Kaum eine moralische Ankerfigur gibt es mehr in dieser Welt, nicht einmal der Kommissar ist mehr einzig und allein dem Gesetz verpflichtet, sondern auch sich selbst. Damit ist die Verunsicherung innerhalb der ohnehin schon verschlagenen Dorfgemeinschaft gleich gedoppelt: Der Ordnungshüter ist sich plötzlich selbst zum Problem geworden. Das ist freilich das filmisch stark überzeichnete Bild einer luxemburgischen Polizeibehörde und Dorfgesellschaft, die im Sinne der Fernsehunterhaltung,mehr Spannungsdramaturgie verfolgt, als dokumentarischen Impulsen verpflichtet ist. Insofern ist diese Gesellschaftskritik wiederum durchaus eine filmisch konstruierte, die mehr auf filmischen Mustern als auf luxemburgischen Alltagsbegebenheiten gründet.
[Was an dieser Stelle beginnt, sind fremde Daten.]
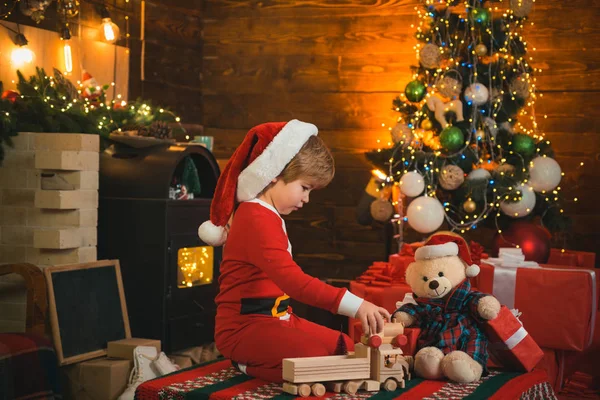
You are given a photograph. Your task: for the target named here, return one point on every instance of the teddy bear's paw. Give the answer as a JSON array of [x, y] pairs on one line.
[[405, 318], [488, 307], [459, 367], [427, 363]]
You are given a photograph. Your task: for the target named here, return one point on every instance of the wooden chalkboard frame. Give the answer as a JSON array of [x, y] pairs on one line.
[[54, 312]]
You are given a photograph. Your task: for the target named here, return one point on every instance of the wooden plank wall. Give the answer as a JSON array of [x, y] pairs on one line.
[[339, 65]]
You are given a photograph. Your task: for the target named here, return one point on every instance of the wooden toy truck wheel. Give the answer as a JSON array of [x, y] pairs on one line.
[[351, 387], [390, 385], [304, 390], [318, 390]]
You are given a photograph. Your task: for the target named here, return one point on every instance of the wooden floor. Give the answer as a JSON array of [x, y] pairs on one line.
[[581, 386]]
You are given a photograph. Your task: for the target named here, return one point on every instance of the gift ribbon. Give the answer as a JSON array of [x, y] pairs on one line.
[[516, 338], [505, 278]]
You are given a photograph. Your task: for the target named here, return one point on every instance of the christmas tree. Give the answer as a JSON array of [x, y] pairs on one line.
[[467, 148]]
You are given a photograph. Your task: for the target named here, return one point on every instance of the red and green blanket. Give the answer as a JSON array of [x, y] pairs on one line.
[[219, 380]]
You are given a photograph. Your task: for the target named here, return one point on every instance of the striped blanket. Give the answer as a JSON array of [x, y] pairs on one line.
[[219, 380]]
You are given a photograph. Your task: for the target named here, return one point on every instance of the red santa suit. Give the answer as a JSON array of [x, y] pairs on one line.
[[255, 327]]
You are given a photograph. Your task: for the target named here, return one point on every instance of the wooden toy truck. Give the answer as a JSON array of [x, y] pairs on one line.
[[377, 362]]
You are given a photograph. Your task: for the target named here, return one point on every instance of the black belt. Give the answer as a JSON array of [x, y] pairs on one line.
[[272, 306]]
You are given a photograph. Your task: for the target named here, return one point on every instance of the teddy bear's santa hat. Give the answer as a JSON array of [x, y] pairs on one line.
[[444, 244], [262, 156]]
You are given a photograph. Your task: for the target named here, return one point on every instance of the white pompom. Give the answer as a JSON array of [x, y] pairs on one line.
[[211, 234], [472, 271]]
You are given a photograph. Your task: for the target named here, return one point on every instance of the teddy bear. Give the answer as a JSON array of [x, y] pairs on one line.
[[448, 311]]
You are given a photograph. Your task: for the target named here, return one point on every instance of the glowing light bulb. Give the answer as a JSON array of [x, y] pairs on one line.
[[21, 56], [110, 30], [68, 57]]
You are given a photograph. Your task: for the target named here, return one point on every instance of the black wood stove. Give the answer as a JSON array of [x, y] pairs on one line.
[[170, 276]]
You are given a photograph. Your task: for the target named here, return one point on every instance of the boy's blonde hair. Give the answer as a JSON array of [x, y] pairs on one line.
[[313, 163]]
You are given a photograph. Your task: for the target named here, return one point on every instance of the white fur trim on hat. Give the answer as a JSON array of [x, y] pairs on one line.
[[436, 251], [472, 270], [269, 164], [212, 234]]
Nicht, dass das alles als Idee für einen Krimi überaus originell oder sonderlich neu wäre, so macht Capitani doch die Atmosphäre von Misstrauen dank vieler verzweigter Erzählstränge deutlich. Gemeindepolitik, Kirche, Schule, Militär präsentieren sich als zwielichtige Instanzen und so kommt der Ermittler einem Geflecht von Korruption, Erpressung und in letzter Konsequenz, Mord auf die Spur.
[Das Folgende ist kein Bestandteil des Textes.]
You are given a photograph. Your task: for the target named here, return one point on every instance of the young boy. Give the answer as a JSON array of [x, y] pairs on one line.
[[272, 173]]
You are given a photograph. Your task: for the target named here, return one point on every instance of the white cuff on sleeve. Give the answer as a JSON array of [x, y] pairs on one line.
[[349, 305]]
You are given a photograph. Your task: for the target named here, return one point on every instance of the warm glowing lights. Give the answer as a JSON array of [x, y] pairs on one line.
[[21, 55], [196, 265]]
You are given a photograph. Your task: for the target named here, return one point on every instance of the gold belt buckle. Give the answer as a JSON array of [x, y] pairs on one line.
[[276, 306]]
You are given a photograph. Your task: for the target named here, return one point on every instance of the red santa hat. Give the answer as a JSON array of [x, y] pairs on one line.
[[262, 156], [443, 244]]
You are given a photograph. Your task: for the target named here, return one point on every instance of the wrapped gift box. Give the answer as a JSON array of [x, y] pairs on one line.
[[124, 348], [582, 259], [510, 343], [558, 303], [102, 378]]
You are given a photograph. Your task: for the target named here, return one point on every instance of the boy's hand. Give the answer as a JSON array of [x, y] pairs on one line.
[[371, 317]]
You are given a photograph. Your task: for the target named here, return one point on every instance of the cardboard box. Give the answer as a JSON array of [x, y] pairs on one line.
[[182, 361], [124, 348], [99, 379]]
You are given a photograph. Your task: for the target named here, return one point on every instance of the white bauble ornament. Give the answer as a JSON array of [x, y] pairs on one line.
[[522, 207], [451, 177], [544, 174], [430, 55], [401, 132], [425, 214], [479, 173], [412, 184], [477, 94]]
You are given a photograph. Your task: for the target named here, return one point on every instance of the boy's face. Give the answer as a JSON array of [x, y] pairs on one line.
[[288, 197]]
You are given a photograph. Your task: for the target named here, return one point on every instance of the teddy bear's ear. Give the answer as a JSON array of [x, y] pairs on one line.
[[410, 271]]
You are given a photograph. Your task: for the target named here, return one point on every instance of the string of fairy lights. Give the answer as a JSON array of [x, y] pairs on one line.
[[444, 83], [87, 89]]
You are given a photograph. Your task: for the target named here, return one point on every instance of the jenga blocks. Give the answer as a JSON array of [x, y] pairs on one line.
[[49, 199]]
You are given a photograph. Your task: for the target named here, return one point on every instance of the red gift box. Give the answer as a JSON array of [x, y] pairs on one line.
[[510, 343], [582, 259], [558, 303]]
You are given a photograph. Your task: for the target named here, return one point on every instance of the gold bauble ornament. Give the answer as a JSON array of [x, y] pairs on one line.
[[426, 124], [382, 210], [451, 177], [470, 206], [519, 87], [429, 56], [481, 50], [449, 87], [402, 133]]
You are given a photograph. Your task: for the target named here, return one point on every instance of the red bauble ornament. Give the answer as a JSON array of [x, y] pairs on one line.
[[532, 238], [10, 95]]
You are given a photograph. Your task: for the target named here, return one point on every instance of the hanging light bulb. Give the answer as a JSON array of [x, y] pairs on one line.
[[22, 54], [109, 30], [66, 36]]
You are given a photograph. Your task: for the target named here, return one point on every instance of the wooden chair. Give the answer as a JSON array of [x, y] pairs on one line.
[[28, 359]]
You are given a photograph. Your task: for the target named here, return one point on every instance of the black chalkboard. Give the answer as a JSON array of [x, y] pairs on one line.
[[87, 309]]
Von nun an greifen allerlei Verdächtigungen und unterdrückte Aggressionen in der Dorfgemeinschaft um sich, die auch die Suche nach dem Täter bestimmt. Man möchte fast an Thomas Hobbes und an den Wolf im Menschen denken – vielleicht erinnert Jill Devresse deshalb in dieser Waldlandschaft und mit ihrer roten Jacke irgendwie an das Rotkäppchen. Noch bevor aber ein Mörder gefasst wird, hat die Gesellschaft ihren eigenen Abgründe bereits aufgetan.
Vor allem ist in Capitani jedoch die Familie bedroht. Ob nun für die idealistische Polizistin oder die Engels mitsamt ihrer überaus katholischen Mutter, für alle erweist sich die Familie als die letzte große Täuschung, die kein Zufluchtsort mehr sein kann. Es entsteht innerhalb der Familie die bedrückende Stimmung der gegenseitigen Anschuldigungen und des Argwohns und macht so den Kontrast von äußerlicher idyllischer Schönheit und dem inneren emotionalen Grauen – hierin ist die Nähe zu Lynch offensichtlich – überaus deutlich.
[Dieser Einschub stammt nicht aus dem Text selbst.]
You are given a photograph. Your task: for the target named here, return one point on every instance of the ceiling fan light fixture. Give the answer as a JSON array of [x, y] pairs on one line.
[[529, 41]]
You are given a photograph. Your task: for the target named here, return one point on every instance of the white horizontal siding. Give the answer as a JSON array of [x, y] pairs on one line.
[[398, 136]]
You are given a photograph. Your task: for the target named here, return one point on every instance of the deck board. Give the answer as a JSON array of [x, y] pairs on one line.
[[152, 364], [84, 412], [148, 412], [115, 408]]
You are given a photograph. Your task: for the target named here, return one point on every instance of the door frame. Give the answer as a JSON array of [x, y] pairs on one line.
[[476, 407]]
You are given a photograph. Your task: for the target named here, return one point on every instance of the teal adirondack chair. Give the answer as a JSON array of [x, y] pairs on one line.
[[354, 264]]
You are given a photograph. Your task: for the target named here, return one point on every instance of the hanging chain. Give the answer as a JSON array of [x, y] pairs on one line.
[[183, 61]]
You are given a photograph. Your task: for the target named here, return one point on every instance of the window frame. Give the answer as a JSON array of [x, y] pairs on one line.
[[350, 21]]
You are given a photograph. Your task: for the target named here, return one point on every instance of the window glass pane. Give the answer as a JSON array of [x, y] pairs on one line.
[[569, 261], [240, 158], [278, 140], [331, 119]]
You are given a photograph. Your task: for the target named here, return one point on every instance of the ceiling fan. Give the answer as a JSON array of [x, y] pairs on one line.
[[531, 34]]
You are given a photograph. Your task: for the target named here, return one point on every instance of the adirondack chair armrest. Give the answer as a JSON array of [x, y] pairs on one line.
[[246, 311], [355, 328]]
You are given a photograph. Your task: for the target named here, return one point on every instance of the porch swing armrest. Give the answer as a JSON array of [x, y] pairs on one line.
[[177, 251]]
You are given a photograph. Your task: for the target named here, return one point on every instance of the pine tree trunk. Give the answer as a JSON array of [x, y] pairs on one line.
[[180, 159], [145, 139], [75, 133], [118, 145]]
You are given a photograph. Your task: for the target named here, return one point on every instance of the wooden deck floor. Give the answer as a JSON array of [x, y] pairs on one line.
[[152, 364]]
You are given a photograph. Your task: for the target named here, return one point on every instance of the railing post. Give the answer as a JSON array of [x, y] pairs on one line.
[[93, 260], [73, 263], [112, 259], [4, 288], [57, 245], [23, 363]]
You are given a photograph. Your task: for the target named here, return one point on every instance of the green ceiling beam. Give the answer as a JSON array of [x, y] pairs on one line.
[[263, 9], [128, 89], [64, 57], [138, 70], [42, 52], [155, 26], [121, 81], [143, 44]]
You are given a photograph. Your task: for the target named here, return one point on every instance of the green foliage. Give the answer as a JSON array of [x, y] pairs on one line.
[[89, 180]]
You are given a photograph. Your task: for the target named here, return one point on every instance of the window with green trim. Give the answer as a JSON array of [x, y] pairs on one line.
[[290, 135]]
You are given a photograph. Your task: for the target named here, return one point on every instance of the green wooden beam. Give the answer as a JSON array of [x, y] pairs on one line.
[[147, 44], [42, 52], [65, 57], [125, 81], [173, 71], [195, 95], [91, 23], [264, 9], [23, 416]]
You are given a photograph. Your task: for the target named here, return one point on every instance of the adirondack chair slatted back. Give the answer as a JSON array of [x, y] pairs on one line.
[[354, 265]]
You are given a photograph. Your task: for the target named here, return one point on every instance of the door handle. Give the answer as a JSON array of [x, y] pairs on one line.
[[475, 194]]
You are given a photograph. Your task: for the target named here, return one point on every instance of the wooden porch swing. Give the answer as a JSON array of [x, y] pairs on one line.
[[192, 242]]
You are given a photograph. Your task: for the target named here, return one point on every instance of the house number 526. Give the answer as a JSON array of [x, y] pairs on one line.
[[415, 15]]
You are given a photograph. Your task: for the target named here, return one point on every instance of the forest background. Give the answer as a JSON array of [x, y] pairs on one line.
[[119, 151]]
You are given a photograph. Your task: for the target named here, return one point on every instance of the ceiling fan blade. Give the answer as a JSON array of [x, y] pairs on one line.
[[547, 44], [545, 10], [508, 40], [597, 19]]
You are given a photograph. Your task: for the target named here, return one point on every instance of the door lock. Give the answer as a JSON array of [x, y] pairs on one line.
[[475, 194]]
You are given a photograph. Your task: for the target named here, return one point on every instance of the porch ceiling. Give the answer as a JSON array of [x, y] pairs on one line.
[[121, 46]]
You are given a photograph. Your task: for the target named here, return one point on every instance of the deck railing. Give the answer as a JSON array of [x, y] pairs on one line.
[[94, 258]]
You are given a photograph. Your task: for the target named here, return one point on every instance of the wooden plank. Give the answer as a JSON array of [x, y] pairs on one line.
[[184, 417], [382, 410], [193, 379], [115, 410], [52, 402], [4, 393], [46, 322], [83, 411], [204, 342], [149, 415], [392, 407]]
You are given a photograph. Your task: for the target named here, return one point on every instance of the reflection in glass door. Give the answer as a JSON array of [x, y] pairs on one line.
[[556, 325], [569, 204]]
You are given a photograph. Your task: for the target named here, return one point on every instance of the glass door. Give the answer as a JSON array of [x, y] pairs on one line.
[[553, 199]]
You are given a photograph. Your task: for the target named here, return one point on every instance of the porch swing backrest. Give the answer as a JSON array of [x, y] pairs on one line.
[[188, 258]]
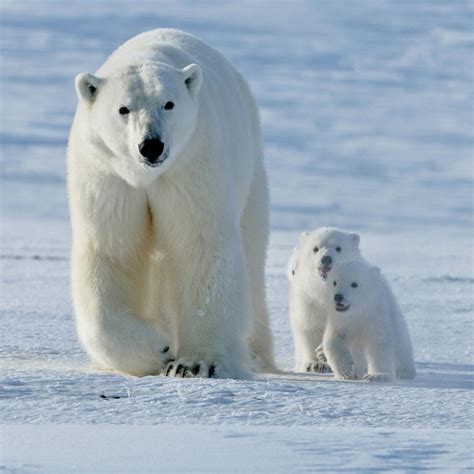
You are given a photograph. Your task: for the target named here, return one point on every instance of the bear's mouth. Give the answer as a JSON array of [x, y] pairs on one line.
[[155, 163], [323, 272], [342, 307]]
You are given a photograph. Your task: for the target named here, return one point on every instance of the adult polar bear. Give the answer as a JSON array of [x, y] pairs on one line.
[[169, 209]]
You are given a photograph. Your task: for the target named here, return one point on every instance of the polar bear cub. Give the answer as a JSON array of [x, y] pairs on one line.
[[308, 269], [363, 314]]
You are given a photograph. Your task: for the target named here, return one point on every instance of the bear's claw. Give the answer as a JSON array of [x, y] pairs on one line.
[[319, 367], [378, 377], [320, 356], [190, 369]]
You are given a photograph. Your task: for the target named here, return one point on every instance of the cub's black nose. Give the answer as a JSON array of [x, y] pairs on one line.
[[151, 149], [326, 260]]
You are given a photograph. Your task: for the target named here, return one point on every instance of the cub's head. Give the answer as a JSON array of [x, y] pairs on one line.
[[352, 286], [318, 251], [140, 117]]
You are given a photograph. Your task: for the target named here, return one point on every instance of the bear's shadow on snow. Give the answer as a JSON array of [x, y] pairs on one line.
[[444, 375]]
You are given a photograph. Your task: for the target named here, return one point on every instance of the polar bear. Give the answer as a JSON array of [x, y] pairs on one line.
[[307, 271], [169, 208], [363, 313]]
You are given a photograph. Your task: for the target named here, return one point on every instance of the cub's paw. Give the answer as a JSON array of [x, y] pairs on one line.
[[318, 367], [377, 377], [188, 368], [320, 356]]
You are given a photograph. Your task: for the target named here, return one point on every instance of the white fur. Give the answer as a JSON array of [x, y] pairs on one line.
[[172, 254], [371, 327], [308, 312]]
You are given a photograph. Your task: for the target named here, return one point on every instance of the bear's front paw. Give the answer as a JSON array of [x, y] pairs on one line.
[[344, 370], [377, 377], [318, 367], [188, 368], [320, 356]]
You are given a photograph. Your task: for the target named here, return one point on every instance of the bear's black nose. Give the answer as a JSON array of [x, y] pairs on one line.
[[151, 149], [338, 297], [326, 260]]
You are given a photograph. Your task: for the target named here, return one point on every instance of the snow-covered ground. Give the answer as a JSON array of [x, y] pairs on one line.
[[367, 114]]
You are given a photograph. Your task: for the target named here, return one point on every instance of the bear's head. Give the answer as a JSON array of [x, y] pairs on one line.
[[318, 251], [352, 287], [140, 117]]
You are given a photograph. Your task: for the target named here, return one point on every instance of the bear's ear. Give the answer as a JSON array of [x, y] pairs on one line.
[[192, 78], [355, 238], [303, 237], [86, 87]]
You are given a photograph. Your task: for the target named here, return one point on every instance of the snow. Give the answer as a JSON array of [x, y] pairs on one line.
[[367, 118]]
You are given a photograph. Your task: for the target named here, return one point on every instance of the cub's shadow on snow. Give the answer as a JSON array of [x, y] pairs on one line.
[[444, 375], [429, 375]]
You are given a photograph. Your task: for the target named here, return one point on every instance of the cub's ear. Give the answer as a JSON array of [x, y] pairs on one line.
[[303, 237], [355, 238], [87, 86], [192, 78]]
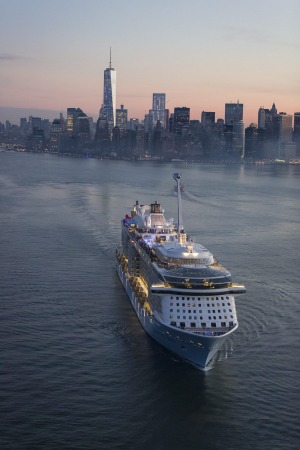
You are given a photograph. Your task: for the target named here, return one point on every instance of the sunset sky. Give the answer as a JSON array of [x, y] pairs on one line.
[[202, 54]]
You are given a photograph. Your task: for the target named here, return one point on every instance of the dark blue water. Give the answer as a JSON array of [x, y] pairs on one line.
[[77, 370]]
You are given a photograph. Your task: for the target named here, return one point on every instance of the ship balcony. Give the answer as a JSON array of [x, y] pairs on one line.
[[207, 331]]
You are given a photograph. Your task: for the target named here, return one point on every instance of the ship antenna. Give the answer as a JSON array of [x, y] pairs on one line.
[[177, 177]]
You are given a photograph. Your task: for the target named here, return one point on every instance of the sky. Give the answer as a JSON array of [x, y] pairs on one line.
[[200, 53]]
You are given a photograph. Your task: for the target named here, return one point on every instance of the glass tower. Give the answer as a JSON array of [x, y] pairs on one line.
[[108, 109]]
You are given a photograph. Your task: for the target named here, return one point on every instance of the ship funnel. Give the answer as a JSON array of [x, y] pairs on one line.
[[177, 178]]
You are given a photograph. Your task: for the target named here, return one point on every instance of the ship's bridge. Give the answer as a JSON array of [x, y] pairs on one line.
[[189, 253]]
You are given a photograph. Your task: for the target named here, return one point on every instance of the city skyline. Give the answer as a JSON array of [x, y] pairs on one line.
[[225, 54]]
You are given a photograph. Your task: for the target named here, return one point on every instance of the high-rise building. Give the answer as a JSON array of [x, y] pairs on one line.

Und da liegt auch die besondere Spannung: Dass es irgendwo einen Mörder geben muss, ist beinahe nur noch ein äußerer Aufhänger für die Erkenntnis eines Zustandes der völligen Entfremdung und der Unfähigkeit der Menschen, zueinander zu finden. Auch der Versuch eines Rückzugs auf konservative Werte muss scheitern an den eigenen, inneren Widersprüchen. Es mag bereits durchscheinen: Viel will Thierry Faber erzählen, doch eine stimmige Erzählzeit scheint ihm mit diesem zwölfteiligen Format nicht gänzlich zur Verfügung zu stehen. Und dabei ist gerade die spürbare Zusammensetzung aus fertigen Bausteinen jeglicher Krimimotive und -wendungen in Capitani – Thierry Faber arbeitet besonders in der Filmmontage – trotz oder gerade wegen der Serienlaufzeit von fünf Stunden und zwölf Minuten mitunter repetitiv.
Capitani löst die Geschehnisse zwar nach den Gesetzmäßigkeiten des Genres auf, eine etwas unentschlossene zwischen dem Kriminalistischen und dem Sozialkritischen schwankende Mischung ist doch fühlbar, die einige der Erzählstränge und Charaktere schlicht vergisst. Die Verunsicherung aber, die der Kommissar sowohl offengelegt, wie auch selbst angerichtet hat, bleibt am Ende bestehen. Und so ist die Frage auch nicht „Wer ist der Mörder?“, sondern eher: „Sind wir noch zu retten?“.